Diane Scavuzzo: Where you surprised with being awarded the 2017 Girls Far West Region Youth Coach of the Year award?
Platini Soaf: I was very surprised. But highly honored to represent my soccer community for this Award. Thank you so very, very much.
Diane Scavuzzo: What do you remember most about coaching Rachel Buehler when she was a youth soccer player at Surf SC?
Platini Soaf: My best memories coaching the formidable Rachel Buelher Van Hollebeke are about her work rate, her positive energy, her hunger to get better and to improve in every session, and her serious talks to me at a very young age about her soccer expectations. Rachel’s communication with her coaches was incredible.
Diane Scavuzzo: What is right and what is wrong in American youth soccer?
Platini Soaf: Coaches like myself, like all of us, are always being called upon to do better. We, as coaches, can do more to help the game and players develop.
We do a great job running practice sessions. But we need to improve coaching during the game.
We need to help our players to problem-solve on their own.
Especially during key moments of the game — for example, those big moments of the game when the team is up or down a goal.
Coaches also need to understand how to differentiate between games that should be played with a focus on development and those during the season when the emphasis understandably is on earning a win, if possible.
All kids want to win – no kid, even a 5-year-old likes to lose.
Youth soccer coaches must take a leadership role and explain when there is a time for winning and time for development.
Sometimes failure can be a success because it teaches you what you did wrong. Winning can be like being on cruise control — you don’t get better when you are winning all the time.
Two years ago, I was invited to spend ten days with Real Madrid. I learned there how important it is to have a role model. And, to watch and learn from your role model in action. Try to copy what your role model is doing.
You can not become an elite player without being inspired by your role model.
Our American youth players are too dependent upon their coaches. Players need to be more responsible for their own development and to work on training themselves.
Players need to master working with the ball and develop individual confidence with the ball, then everything else becomes easier.
Diane Scavuzzo: What needs to change in youth soccer today?
Platini Soaf: We are developing the game, but not so much the player, and we need to do a better job for the player’s passion for the game.
There is a need for the DOC’s to be more involved in the development of their own coaches. Because, in reality, the most important team is their team of coaches, especially the young coaches.
By developing young coaches to a higher level, the DOC’s can help these coaches to transfer that knowledge to their teams and players.
Diane Scavuzzo: Where have we fallen short and how can that be improved?
Platini Soaf: Speaking of our own National soccer qualities …
This is the only country that provides a great opportunity for the majority of players to play college soccer and earn a degree at the same time.
In other countries, 1% of players will make it to the pros, and the rest will have no future because they have no college degree to fall back on.

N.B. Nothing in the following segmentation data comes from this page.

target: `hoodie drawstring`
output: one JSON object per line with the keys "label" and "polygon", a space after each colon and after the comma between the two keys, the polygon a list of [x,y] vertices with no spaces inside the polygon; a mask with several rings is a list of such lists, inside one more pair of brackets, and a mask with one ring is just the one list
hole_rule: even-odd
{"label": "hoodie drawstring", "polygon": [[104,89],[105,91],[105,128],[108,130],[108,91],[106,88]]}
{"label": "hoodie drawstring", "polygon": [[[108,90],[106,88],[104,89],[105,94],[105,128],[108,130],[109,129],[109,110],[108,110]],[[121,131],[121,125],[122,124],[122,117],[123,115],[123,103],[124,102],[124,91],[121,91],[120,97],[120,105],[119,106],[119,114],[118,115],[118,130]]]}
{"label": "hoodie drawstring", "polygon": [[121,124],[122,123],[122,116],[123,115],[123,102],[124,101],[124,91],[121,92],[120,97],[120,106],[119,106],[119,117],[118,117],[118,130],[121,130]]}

While coaches do talk about their expectations, we need to help the players to speak up about their own soccer expectations as well.
The coaches are middelmen – this is the player’s game.
Diane Scavuzzo: What do you recommend?
Platini Soaf: Here are my recommendations …
- 1v1 playing 4 to 5 days a week is the foundation of a good player all the way to 11v11 game — with and without the ball.
- Passing shows us a good team or precisely what their coach philosophy is.
Dribbling shows us a good confident player.
- Coaches should work more with youth teams to promote the 1v1 competition almost on all their sessions.
- At the older ages, passing is required because the game is faster.